Os tiros disparados por torcedores da Geral do Grêmio contra os gremistas Lucas Pereira Ballardin, 16 anos, e Marçal dos Santos, 30, tornaram inadiável o debate de uma questão que não pertence mais só ao âmbito do futebol, mas é tema de segurança pública: como devolver as organizadas dos grandes clubes à civilização?

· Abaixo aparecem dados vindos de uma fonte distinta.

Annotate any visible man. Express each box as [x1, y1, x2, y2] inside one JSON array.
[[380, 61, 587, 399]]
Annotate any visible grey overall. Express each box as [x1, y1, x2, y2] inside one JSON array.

Desde o bangue-bangue do último domingo, emergem revelações para ajudar no diagnóstico. É consenso que dar ingressos para os líderes venderem em jogos fora de casa é um erro. O lucro da venda de entradas e produtos, somado ao apoio logístico nos estádios e eventuais alianças políticas (a maioria dos integrantes são sócios e votam nas eleições), cria o monstro. Os métodos violentos importados dos barra-bravas argentinos, que estão na gênese deste novo estilo de torcer, surte efeitos explosivos. E incontroláveis — como quebrar o braço do técnico Wanderley Luxemburgo, do Palmeiras, em pleno aeroporto de Congonhas.
Para conter a violência, todo o rigor é pouco. Em Minas Gerais, torcedores não entram nos estádios com bandeiras inocentes há oito anos, desde quando os mastros viravam armas em brigas.
A partir deste fim de semana, em caráter experimental, a polícia mineira voltará a admiti-las. Mas o torcedor terá de fornecer nome completo, endereço, telefone, identidade, CPF, nomes do pai, da mãe e ainda se apresentar três horas antes no estádio para vistoria.
— Estas torcidas não são associações naturais. Elas têm algum interesse (além do clube). No momento que tu tiras o interesse, acaba a associação — exemplifica o promotor Ricardo Herbstrith, responsável pela denúncia dos episódios do Gre-Nal dos banheiros químicos, em 2006.
Antropólogo estudou torcida em bares com pay-per-view
Outro consenso é a necessidade de punição. O problema é arrumar alguém disposto a isso. No caso dos banheiros químicos, houve denúncia do Ministério Público, mas os acusados foram absolvidos. Uma boa notícia, ao menos, é a adoção dos juizados especiais nos estádios em dias de jogos. Delitos menores são identificados e punidos ali mesmo. Mas falta desbaratar ações organizadas e premeditadas, como as que resultaram nos disparos contra Lucas e Marçal.
O antropólogo Edison Luis Gastaldo, professor do Programa de Pós-Graduação em Ciências Sociais da Unisinos, estudou o comportamento de torcedores em bares que transmitem jogos da dupla Gre-Nal pelo pay-per-view, entre 2004 e 2007. Presenciou situações limites, mas nunca testemunhou vias de fato. Ele reconhece que o anonimato da multidão pode liberar instintos secretos, mas discorda da tese de que um pacato cidadão pode se tornar criminoso apenas pelo contato com uma horda bárbara.
— Um homem normal, mesmo sob pressão, não põe fogo em banheiro. Não punir os infratores é um precedente perigoso. É sócio? Basta o clube expulsá-lo para servir de exemplo — ensina Gastaldo, que revela preocupação com o caráter fascista de eliminação do adversário e as alegadas motivações racistas para os tiros contra os torcedores.
Enfim, o debate está nas ruas. Já é um começo.